- Directed by: Srinivas Kaushik
- Produced by: M Leelavathi
- Starring: Vinod Raj; Ashwini;
- Cinematography: Nagesh V Acharya
- Edited by: Srinivas P Babu
- Music by: Akhil G
- Release date: 23 October 2009;
- Country: India
- Language: Kannada

= Yaaradu =

Kannada language film

Yaaradu (ಯಾರದು) is a 2009 Indian Kannada-language film directed by Srinivas Kaushik, starring Vinod Raj and Ashwini in lead roles.

==Music==

Track listing
| No. | Title | Singer(s) | Length |
|---|---|---|---|
| 1. | "Happy Birthday" | Sunitha, Santhosh | 4:43 |
| 2. | "Kanda Kanda" | Sunitha | 5:18 |
| 3. | "Jagala Jagala" | Vinod Raj | 3:58 |
| 4. | "Noduba Kanthumba" | Anuradha Bhat, Santhosh | 4:21 |
| Total length: |  |  | 17:40 |

== Reception ==
=== Critical response ===

R G Vijayasarathy of Rediff.com scored the film at 3 out of 5 stars and says "Performance-wise Ashwini's insignificant role does not bring in any relief to the film despite her glam look in a song sequence.

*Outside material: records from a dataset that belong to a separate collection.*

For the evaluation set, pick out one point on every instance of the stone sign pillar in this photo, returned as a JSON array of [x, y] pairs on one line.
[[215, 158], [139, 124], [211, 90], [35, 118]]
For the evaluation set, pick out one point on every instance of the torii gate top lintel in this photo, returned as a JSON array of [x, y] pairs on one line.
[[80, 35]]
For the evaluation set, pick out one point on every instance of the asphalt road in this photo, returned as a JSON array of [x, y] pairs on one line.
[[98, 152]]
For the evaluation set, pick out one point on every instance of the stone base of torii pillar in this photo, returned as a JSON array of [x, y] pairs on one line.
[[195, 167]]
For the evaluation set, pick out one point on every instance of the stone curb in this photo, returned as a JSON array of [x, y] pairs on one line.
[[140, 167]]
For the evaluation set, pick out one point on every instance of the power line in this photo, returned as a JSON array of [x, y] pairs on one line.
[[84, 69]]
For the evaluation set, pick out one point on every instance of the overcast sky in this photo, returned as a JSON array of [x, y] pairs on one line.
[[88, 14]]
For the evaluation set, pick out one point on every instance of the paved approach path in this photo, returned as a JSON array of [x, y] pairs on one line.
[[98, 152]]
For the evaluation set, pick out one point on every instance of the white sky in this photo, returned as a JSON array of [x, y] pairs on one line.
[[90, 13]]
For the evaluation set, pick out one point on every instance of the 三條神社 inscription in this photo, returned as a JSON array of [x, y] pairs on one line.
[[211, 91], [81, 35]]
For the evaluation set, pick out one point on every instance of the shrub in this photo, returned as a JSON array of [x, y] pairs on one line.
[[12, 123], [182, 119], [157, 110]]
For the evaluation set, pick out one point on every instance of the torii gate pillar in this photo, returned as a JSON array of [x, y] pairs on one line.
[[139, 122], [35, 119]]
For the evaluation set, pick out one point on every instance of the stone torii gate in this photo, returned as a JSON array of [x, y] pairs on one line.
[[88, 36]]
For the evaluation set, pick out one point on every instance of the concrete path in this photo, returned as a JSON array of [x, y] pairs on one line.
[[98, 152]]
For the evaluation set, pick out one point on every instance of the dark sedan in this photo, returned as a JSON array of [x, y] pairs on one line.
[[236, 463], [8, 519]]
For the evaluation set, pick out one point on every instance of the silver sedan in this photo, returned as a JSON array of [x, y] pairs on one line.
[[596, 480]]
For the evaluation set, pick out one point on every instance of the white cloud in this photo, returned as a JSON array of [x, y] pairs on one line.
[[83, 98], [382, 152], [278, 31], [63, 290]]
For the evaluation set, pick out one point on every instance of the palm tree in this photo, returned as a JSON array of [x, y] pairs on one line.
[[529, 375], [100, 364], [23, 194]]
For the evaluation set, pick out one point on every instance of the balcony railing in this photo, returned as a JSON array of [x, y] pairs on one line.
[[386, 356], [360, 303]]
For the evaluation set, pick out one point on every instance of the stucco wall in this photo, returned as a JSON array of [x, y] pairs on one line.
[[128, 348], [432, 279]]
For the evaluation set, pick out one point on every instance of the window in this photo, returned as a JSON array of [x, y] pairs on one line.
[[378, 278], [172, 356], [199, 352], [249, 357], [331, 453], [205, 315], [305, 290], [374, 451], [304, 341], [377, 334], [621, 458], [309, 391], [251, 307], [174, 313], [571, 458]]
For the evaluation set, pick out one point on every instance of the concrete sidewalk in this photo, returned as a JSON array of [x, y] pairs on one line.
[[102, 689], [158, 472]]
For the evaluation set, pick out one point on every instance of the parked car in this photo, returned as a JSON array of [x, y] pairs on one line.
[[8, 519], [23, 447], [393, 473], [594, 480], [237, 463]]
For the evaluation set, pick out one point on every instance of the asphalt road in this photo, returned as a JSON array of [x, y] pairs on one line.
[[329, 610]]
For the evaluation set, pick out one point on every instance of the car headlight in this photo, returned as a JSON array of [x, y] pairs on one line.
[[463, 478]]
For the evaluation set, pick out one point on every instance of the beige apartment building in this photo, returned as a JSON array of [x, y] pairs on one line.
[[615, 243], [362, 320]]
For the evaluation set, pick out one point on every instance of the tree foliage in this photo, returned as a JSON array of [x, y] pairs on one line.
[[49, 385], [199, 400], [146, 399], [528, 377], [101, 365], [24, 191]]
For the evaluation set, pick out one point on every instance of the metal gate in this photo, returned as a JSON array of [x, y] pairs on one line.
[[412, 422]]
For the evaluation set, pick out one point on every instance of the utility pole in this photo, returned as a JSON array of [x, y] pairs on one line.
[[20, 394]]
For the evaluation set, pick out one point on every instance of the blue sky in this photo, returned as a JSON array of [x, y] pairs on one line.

It is Suman Jadugar in the role of Viji who has given a creditable performance. All the other artists including the one who play the role of Leelavathi's son have done well in their respective roles. All in all Yaaradhu is certainly a treat for fans of suspense films". Deccan Herald wrote "G Akhil’s music has a soul of its own, which comes to life at critical moments, supplementing Nagesh Acharya’s cinematography and the DI work thereafter. ‘Yaaradu’ definitely scores". The Times of India scored the film at 3 out of 5 stars and says "Leelavathi lives up to her reputation and has done an excellent job. Suman Jadugar shines. Vinodraj impresses. Ashwini does a neat job in her brief appearance. Music by G Akhil and camerawork by Nagesh Acharya are superb" Sify.com scored the film at 3 out of 5 stars and wrote "There is sharp editing and splendid cinematography from Nagesh Acharya. Jaga Jaga Jagavella Jagala?. song has good lyrics and choreography is fabulous. Akil the newcomer in the music shows promises to shine". Bangalore Mirror wrote "It is the sharp editing and some eye-catching camerawork that gives this film a neat look. Leelavathi proves that age is no bar for a good actor. If you enjoy a scare watch Yaaradu".